Roland Bron, le directeur romand de la société de conseil financier VZ, estime qu’acheter son logement est toujours intéressant.

Vermoegenszentrum.ch
Christian Rappaz, journaliste
Christian Rappaz

- Le vent a-t-il vraiment tourné sur le front du crédit hypothécaire?
- Roland Bron: Cela dépend pour qui. Pour les investisseurs institutionnels, type caisses de pension, clairement oui. La Banque nationale suisse (BNS) ayant relevé son taux directeur, ces établissements n’ont plus la pression d’investir dans l’immobilier pour échapper aux intérêts négatifs. Même s’ils paient encore 0,25% d’intérêts négatifs parfois, ils peuvent désormais placer leurs avoirs en obligations à environ 1%. Pour les particuliers, en revanche, le vent est toujours favorable. Certes, si la BNS poursuit son relèvement du taux directeur jusqu’à +0,25%, voire +0,50%, ce que nous anticipons, les taux hypothécaires peuvent encore progresser de 0,5 à 1%. Pour autant, ils demeureront historiquement bas. Pour mémoire, à la fin des années 1980, ils se situaient à 8 ou 9%, avant de reculer à 3% au milieu des années 2000.

- Quel taux un particulier peut-il raisonnablement obtenir aujourd’hui pour acheter sa résidence principale?
- Selon que le crédit se fasse à taux fixe, à taux Saron ou à une combinaison des deux, il y a d’importantes variations. Aujourd’hui, un taux fixe à dix ans se négocie entre 2,5 et 2,8%, entre 2 et 2,2% à cinq ans, alors que le taux Saron se situe à 0,8% (le Saron est le taux d’intérêt de référence du marché monétaire au jour le jour, ndlr).

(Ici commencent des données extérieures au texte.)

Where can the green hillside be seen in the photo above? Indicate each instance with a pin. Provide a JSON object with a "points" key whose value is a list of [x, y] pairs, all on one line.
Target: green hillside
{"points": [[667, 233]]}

- Avant d’aller dans les détails, est-ce encore le bon moment d’acquérir un bien?
- Oui, sur le long terme, cela reste avantageux. Prenons par exemple un appartement de 4,5 pièces, que vous achetez 750 000 francs – 150 000 francs de fonds propres, soit un crédit de 600 000 francs – ou que vous louez 2500 francs par mois. Soit 30 000 francs par an. Pour l’achat, on peut réalistement imaginer un crédit mixte entre taux Saron et taux fixe à dix ans débouchant sur un taux de 2%. Soit 12 000 francs d’intérêts par année. Auxquels on ajoute 1% de la valeur du bien pour l’entretien et les rénovations, 7500 francs. En tout, 19 500 francs. Même en additionnant 1% d’amortissement (6000 francs), qui ne représente pas une charge mais une constitution de fortune pour le propriétaire, on est encore largement gagnant.

- Comment trouver l’hypothèque la moins chère?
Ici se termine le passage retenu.